One the things that makes the current state of the music and newspaper industries so frustrating is that there are many steps that could have been taken to prevent these outcomes. It was not inevitable that their business models had to be destroyed by the internet. One of the questions that came up in the last meeting of the Brisbane Innovation Network was ‘how do you sell innovation internally if things are going pretty well for your company?’ I’ve thought about this a fair bit since that meeting, and I think that part of the answer is to extend your planning horizon.

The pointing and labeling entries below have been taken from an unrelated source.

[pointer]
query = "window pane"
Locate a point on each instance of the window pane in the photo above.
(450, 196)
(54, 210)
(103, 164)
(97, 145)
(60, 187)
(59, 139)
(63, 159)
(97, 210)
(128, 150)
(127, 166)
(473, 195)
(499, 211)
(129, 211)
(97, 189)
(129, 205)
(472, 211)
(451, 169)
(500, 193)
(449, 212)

The point that was being made is that his firm is in a stable industry, they’re doing well right now, and things are looking good into the future as well. So why do they need to innovate? I think that if there is not an especially strong incentive to innovate now, that makes it a pretty good time to start thinking about what is going to make your industry or firm obsolete. As Clay Shirky dicusses in an outstanding essay on the current state of play for the newspaper industry, there was a time when things seemed pretty stable in that industry as well. Consequently, none of the major players seemed equipped to adapt when things started to change. Shirky outlines how in many cases people simply refused to believe that change could occur. I think this holds lessons for firms in industries that seem stable now. Don Tapscott suggests that higher education may well be facing a similar situation soon, and there are probably plenty of other firms and industries that should be thinking about these questions sooner rather than later.
So what should you do? Steven Johnson gave a speech at SXSW the same day that Shirky’s post appeared, and he has some excellent suggestions. He talks about ways in which the industry might evolve, and where the opportunities may lie. He focuses on how a disntermediated news industry might look, and stresses the idea that there will be opportunities to develop new profitable business models in several of these areas. There’s no reason that newspapers can’t take advantage of these opportunities themselves – in fact, in many areas they still have built-in advantages. Johnson may well have the beginnings of a general model of information-based industries making a transition into the digital age.
In light of all of this, my answer to the original question is: if things seem good now, then it’s time to start planning for whatever it is that will put you out of business. All innovations that fuel economic growth and change at their most basic level are information. We’re seeing more and more examples of what happens when it becomes easier to make and share digital copies of information. It’s time to learn from the experience of the newspaper industry. Instead of insisting that things will be different for you, it will be much more useful to ask ‘how can this work for me?’